In our study, the primary tumor site was the significant factor for severe WL during IMRT treatment. This has been reported to influence WL during radiotherapy in some studies [16, 17]. The primary tumor site was included in the abovementioned factor because it is part of the PTV60Gy regions. Because this factor was unchangeable in HNSCC treatment, this would be important as useful predictors for severe WL during IMRT treatment.
There were some limitations to our study owing to its retrospective nature. First, the sample size is small. Therefore, it was necessary to select factors for the multivariate analysis using a stepwise selection. However, because systemic therapy improved treatment outcomes even in elderly patients with HNSCC [18], systemic therapy should be combined with radiotherapy for HNSCC, even if it is a factor associated with severe WL. Second, although the use of nutritional support during IMRT treatment in our study was determined by each physician according to each case, the frequency was sufficiently low. This was important when considering the risk of true severe WL during IMRT treatment because some patients with head and neck cancer prefer to be treated on an outpatient basis. Because only a few reports have examined WL during radiotherapy treatment, we believe that our study showed an important finding in daily clinical practice. Furthermore, recently, dose calculation algorithms have been improved [19]. When dose calculation algorithm improves, it may also affect the dose distribution of IMRT plans. Therefore, updates will be needed regarding WL during IMRT treatment as dose calculation algorithm improves.

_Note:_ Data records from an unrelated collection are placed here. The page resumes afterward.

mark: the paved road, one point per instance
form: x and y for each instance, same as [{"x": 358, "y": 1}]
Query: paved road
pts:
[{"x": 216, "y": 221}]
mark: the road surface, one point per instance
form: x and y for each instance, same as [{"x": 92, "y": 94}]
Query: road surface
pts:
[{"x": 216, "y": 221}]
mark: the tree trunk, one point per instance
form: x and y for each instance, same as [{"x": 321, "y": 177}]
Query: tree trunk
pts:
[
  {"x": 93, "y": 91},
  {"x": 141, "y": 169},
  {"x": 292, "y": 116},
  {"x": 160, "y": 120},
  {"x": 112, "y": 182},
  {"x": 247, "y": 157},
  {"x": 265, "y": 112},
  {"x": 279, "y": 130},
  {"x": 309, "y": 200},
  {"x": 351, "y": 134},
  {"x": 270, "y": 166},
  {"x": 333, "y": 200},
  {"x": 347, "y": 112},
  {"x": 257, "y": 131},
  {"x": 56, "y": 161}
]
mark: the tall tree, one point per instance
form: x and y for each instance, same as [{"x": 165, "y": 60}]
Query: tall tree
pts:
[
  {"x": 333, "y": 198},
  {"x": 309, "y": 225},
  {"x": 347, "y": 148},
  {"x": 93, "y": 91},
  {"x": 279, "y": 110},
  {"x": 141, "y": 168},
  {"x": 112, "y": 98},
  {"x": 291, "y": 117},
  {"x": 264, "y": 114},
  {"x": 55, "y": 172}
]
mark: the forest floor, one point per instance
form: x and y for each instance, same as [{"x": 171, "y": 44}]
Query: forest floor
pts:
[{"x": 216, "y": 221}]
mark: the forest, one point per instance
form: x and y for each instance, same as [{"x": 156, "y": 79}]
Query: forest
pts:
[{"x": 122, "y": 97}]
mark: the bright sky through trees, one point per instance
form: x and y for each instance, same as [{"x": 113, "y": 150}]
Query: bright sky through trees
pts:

In conclusion, a large PTV60Gy (especially in level II or III neck regions) was associated with severe WL during IMRT treatment. Because one of the risk factors for severe WL during IMRT treatment was PTV60Gy, the range reduction of IRPTV seemed to be important in terms of severe WL.
Acknowledgements
None declared.
Conflict of interest
The authors declare that they have no conflict of interest.
Funding
This work did not receive any specific grant from founding agencies in the public, commercial, or not-for-profit sectors.